PROPOSED RULE: The U.S. Department of Labor (DOL or Department) is issuing a Notice of Proposed Rulemaking (NPRM) to update the equal opportunity regulations that implement the National Apprenticeship Act of 1937. These regulations prohibit discrimination in registered apprenticeship on the basis of race, color, religion, national origin, and sex, and require that sponsors of registered apprenticeship programs take affirmative action to provide equal opportunity in such programs.
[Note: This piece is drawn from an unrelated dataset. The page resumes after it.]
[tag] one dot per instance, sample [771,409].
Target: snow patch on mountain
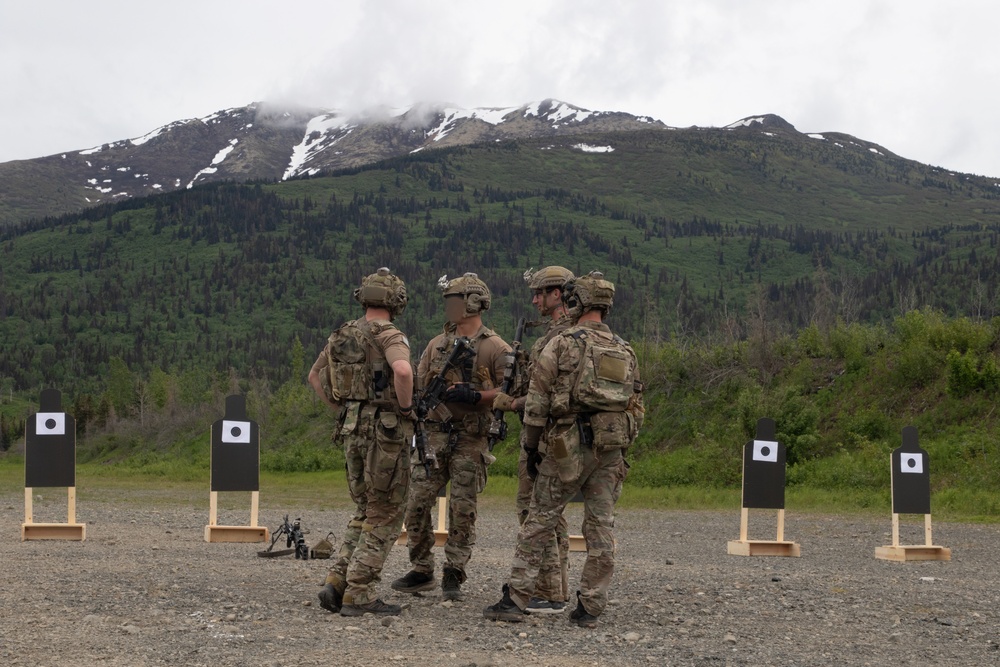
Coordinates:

The proposed rule would revise regulations to reflect changes made in October 2008 to Labor Standards for Registration of Apprenticeship Programs; update equal opportunity standards to include age (40 or older), genetic information, sexual orientation, and disability among the list of protected bases upon which a sponsor must not discriminate; strengthen the affirmative action provisions for sponsors by detailing mandatory actions a sponsor must take to satisfy its affirmative action obligations, and by requiring affirmative action for individuals with disabilities; and improve the overall readability of through restructuring and clarification of the text. In addition, the proposed rule would make technical, conforming amendments to current regulations. Comments must be submitted by January 5, 2016. (To submit comments, visit www.regulations.gov, reference RIN 1205-AB59.)

PROPOSED RULE: The Department of Veterans Affairs (VA) is proposing to amend its regulations governing the VA Veteran- Owned Small Business (VOSB) Verification Program. VA seeks to find an appropriate balance between preventing fraud in the Veterans First Contracting Program and providing a process that would make it easier for more VOSBs to become verified. The Verification Program has been the subject of reports from both the Government Accountability Office (GAO) and VA’s Office of Inspector General stating that despite VA’s Verification Program, fraud still exists in the Veterans First Contracting Program. Some stakeholder feedback has been that the current regulations at 38 CFR part 74 are too open to interpretation and are unnecessarily more rigorous than similar certification programs run by the Small Business Administration (SBA). This proposed rule would clarify the eligibility requirements for businesses to obtain “verified” status, add and revise definitions, reorder requirements, redefine the definition of “control”, and explain examination procedure and review processes. This proposed rule would additionally implement new changes—references to community property restrictions, “unconditional” ownership, day-to-day requirements, and full-time requirements would be removed or revised and limited in scope; an exception for majority, supermajority, unanimous, or other voting provisions for extraordinary business decisions would be added. Comments must be received by VA on or before January 5, 2016.